Le violazioni contestate

La prima infrazione riguarda Google Search: secondo Bruxelles, l’azienda ha sistematicamente favorito i propri servizi verticali—come Google Shopping, Voli o Hotel—nei risultati di ricerca, a scapito di concorrenti come servizi di comparazione prezzi o prenotazioni. Un comportamento già sanzionato in passato con il caso Shopping, ma che ora ricade sotto le norme più stringenti del DMA, pensate per prevenire abusi di posizione dominante.
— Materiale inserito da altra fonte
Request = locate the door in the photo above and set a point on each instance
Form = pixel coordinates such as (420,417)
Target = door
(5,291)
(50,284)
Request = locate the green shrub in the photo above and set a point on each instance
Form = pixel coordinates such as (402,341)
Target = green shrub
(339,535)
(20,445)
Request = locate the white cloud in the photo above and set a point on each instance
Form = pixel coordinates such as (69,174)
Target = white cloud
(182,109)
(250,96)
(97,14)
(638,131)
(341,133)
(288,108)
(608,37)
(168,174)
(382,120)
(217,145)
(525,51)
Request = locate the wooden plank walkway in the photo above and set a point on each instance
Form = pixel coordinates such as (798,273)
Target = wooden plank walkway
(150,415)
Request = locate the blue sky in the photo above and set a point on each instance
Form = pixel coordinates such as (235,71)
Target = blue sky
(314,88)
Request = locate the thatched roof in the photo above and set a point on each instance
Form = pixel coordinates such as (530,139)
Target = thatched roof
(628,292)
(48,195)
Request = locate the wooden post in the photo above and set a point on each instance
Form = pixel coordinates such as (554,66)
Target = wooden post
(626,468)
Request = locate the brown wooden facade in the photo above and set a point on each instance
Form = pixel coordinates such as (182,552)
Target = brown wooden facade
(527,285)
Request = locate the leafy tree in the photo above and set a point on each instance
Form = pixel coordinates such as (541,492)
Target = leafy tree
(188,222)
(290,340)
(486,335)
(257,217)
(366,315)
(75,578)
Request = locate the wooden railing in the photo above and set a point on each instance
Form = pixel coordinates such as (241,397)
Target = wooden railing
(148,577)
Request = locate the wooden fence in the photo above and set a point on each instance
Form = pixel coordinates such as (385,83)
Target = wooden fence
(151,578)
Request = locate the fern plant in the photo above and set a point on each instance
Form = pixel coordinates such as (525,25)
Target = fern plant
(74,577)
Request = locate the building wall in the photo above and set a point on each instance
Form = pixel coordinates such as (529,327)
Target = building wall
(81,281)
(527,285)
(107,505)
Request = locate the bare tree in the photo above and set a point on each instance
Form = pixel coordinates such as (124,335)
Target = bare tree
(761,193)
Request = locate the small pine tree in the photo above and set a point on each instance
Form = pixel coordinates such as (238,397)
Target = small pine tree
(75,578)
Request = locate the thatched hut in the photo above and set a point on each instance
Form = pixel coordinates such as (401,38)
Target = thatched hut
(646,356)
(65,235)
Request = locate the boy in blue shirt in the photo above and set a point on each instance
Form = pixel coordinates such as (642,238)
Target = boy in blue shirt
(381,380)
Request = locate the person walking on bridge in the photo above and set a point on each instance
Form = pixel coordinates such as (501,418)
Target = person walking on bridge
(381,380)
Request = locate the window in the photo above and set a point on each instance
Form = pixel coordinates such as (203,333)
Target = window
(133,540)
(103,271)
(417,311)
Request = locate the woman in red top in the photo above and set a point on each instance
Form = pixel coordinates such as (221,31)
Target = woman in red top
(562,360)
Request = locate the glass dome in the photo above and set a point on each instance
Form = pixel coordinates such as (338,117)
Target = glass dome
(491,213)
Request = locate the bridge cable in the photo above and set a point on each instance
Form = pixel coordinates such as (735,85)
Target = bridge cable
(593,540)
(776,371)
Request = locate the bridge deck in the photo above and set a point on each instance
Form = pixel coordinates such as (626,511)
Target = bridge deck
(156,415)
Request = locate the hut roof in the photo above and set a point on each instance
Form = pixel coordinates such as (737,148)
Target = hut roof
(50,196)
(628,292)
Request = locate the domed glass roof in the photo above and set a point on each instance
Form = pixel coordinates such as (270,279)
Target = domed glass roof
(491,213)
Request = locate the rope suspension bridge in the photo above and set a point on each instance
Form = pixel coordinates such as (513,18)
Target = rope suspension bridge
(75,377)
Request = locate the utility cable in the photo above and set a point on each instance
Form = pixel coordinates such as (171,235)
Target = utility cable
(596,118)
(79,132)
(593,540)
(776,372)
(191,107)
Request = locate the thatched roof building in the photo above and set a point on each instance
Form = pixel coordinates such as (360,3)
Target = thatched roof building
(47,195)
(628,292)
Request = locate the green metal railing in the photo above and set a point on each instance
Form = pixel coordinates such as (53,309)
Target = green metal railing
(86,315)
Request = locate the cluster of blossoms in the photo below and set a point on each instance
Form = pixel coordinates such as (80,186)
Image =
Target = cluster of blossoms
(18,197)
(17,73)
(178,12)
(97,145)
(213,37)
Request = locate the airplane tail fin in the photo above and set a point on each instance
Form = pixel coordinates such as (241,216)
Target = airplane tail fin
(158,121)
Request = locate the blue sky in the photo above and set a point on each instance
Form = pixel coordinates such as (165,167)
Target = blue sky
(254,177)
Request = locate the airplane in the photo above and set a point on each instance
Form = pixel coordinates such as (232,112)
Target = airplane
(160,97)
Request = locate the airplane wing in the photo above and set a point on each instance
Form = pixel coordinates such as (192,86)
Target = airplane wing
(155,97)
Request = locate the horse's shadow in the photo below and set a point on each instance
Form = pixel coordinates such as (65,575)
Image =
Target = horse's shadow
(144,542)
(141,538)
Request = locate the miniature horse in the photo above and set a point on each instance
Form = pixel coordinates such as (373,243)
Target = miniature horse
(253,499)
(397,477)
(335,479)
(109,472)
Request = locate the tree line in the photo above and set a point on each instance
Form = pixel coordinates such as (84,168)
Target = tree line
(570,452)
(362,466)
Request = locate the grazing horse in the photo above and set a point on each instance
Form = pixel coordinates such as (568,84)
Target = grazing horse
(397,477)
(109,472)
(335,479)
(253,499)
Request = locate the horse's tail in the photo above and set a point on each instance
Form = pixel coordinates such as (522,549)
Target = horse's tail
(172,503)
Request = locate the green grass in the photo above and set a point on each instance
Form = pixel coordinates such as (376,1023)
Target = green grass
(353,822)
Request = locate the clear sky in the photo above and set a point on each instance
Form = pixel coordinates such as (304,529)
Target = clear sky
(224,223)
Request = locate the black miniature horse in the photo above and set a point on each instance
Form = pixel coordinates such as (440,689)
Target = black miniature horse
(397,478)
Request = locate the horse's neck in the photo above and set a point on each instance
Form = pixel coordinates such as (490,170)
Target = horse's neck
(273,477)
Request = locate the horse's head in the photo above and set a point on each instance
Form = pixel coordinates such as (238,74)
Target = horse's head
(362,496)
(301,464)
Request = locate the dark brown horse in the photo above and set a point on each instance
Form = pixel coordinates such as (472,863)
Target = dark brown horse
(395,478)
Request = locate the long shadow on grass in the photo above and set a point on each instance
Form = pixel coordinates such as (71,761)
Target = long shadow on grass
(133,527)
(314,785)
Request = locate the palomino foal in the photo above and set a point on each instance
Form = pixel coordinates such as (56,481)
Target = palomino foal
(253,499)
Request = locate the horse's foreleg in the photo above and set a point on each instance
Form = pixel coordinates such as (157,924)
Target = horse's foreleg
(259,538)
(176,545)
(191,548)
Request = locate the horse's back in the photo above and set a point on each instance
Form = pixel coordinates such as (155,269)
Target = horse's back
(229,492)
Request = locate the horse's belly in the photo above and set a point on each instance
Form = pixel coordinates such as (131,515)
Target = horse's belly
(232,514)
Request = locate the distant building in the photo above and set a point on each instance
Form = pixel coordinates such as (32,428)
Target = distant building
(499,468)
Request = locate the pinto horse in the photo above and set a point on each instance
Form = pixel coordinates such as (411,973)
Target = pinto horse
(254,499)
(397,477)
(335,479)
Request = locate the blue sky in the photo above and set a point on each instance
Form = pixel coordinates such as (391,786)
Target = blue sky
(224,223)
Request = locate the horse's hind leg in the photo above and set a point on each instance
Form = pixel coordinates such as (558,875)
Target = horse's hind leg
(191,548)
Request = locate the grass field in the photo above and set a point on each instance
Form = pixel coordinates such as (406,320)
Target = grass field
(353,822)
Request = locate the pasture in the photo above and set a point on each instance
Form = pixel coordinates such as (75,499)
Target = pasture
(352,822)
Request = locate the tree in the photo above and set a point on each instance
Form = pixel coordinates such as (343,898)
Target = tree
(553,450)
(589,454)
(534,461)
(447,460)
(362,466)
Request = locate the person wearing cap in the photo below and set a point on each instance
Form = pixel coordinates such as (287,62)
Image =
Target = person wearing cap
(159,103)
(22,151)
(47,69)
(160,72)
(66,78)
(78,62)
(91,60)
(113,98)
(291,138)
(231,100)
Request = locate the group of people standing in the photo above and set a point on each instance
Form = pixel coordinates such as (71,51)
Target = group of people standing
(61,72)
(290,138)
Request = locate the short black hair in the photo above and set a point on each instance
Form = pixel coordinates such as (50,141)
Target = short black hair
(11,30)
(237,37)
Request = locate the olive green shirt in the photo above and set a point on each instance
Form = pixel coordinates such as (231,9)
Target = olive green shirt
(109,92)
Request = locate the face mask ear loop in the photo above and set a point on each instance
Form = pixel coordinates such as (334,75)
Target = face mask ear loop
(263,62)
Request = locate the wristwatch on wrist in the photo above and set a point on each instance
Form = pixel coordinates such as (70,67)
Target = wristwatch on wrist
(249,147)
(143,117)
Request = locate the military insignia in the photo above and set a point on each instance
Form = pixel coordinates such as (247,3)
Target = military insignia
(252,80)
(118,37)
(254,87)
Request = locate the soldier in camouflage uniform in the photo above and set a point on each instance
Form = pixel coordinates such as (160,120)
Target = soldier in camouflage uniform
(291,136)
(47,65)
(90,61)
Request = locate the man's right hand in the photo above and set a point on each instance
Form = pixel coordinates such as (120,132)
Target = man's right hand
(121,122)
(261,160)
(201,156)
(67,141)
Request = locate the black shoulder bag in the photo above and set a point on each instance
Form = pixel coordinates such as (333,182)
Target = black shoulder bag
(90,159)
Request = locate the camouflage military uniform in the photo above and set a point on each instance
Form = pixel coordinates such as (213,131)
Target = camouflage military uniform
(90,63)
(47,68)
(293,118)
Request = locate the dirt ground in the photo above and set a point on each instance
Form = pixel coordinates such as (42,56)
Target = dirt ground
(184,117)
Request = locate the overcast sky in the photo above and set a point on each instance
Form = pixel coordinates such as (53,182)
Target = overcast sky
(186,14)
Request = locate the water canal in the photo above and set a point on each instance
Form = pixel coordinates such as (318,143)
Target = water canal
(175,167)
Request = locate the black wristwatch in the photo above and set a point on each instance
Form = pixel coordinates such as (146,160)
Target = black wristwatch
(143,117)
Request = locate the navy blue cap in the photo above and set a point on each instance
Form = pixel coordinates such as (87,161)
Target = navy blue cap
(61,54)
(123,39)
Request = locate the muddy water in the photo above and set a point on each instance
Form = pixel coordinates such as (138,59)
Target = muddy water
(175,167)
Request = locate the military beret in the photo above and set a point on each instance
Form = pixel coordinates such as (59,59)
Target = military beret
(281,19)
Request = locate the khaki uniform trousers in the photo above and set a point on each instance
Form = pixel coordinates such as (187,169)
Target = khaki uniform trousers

La seconda violazione è legata al Play Store. Le regole del DMA impongono ai gatekeeper di non ostacolare gli sviluppatori nell’informare gli utenti su offerte esterne all’app store. Google, invece, avrebbe limitato queste comunicazioni, impedendo di fatto agli sviluppatori di indirizzare i clienti verso canali di acquisto alternativi, con conseguente danno per la concorrenza e per i prezzi finali.

Oltre la multa: AI e tensioni geopolitiche

La sanzione arriva in un momento di forti tensioni tra Bruxelles e le big tech americane, mentre il confronto si allarga agli AI Overviews—i riassunti generati dall’intelligenza artificiale che compaiono in cima ai risultati di ricerca. La Commissione teme che questi strumenti possano rafforzare ulteriormente il self-preferencing, restringendo il traffico verso fonti terze. Nei prossimi sessanta giorni, Google dovrà presentare un piano di conformità dettagliato, pena ulteriori penalità.

La vicenda ha anche un risvolto geopolitico: il nuovo corso dell’amministrazione statunitense potrebbe spingere Washington a difendere le proprie aziende, inasprendo lo scontro commerciale. Resta da vedere se Google adotterà modifiche sostanziali o punterà a un braccio di ferro legale, come già fatto in casi simili.

Cosa significa per chi legge

Per gli utenti italiani, questa multa apre tre prospettive concrete. Innanzitutto, potrebbe aumentare la visibilità di servizi concorrenti nella ricerca, offrendo alternative più economiche, ad esempio per hotel o voli. In secondo luogo, gli sviluppatori di app potrebbero finalmente comunicare liberamente prezzi esterni, abbassando i costi per gli acquisti digitali. Infine, il precedente crea un effetto deterrente per tutte le piattaforme gatekeeper, accelerando un’applicazione più severa delle regole DMA. La partita resta aperta, ma il segnale è chiaro: l’era dell’autoregolamentazione è finita.